What’s the biggest opportunity? It’s important to note that the industry is currently in good shape, but it’s crucial that as a collective we don’t revert and undo all the consolidation work in underwriting and pricing that we’ve put so much effort into. There’s a real opportunity for us to maintain and build on our strong underwriting disciplines and long-term focus, especially as we weave our way through various challenges and/or opportunities such as climate change and culture and conduct. Another opportunity is in advancing our technology, specifically digital claims lodgement. NZI is in a good position when it comes to technology advances as we have a range of skills and capabilities to draw on from our parent company, IAG. This means we can ‘lift and shift’ the advances that are happening with other IAG brands both here in New Zealand and Australia and also with our offshore partners. As always, there will also be opportunities and challenges that we can’t predict. This means new ideas and new ways of working are a given and I’m confident that we have the capability to be agile and develop people into new areas as they arise. It’s an exciting time to be in the insurance industry.

ADRIAN TULLOCH

Managing Director, Vero Liability

What has 2019 been like for your business? It’s been a good year, as at mid-November anyway. Liability lines don’t generally suffer sudden, catastrophic events, so absent that it has been pretty much business as usual, although with some increase in demand for VL capacity as market appetite dictates in some areas (particularly D&O) receded.

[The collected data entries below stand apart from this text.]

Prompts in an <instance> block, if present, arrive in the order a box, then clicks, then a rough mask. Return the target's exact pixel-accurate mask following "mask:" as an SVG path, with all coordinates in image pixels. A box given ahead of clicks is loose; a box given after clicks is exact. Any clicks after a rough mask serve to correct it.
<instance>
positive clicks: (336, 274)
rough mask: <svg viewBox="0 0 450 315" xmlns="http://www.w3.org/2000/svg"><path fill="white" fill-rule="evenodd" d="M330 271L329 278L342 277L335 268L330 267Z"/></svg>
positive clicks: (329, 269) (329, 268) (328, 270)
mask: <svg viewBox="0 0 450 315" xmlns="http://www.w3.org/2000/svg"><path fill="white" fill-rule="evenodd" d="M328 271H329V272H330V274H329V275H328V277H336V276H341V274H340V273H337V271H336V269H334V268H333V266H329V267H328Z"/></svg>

What have been the biggest challenges? No really big challenges this year, but getting the message out around statutory liability, health and safety claims and risk management has been a focus, as well as highlighting design and building product risks emerging in the construction sector.

What’s been the biggest change over the year? Probably a notable new focus over the year for the industry is around the learnings coming out of the Hayne Commission in Australia and the Reserve Bank and FMA’s conduct and culture inquiries in New Zealand. Although real change is yet to hit the ground in the general insurance industry, it is clear that there will need to be increased commitment from insurers and brokers to ensuring that insurance buyers get insurance products they understand.

What have you most enjoyed? Enjoyed might not be quite the right word, but I have been very happy to observe the discipline coming into parts of the Lloyds market arising out of Lloyds requirements for syndicates to file realistic business plans.

What do you expect to be the biggest trend your business experiences over 2020? D&O insurance for public companies will continue to be challenging. Customer conduct compliance will be to the fore for all market participants including VL.

What’s the biggest opportunity? The biggest opportunity will continue to be winning and retaining clients by providing great products and great service at reasonable price.

What are you most looking forward to? 2020!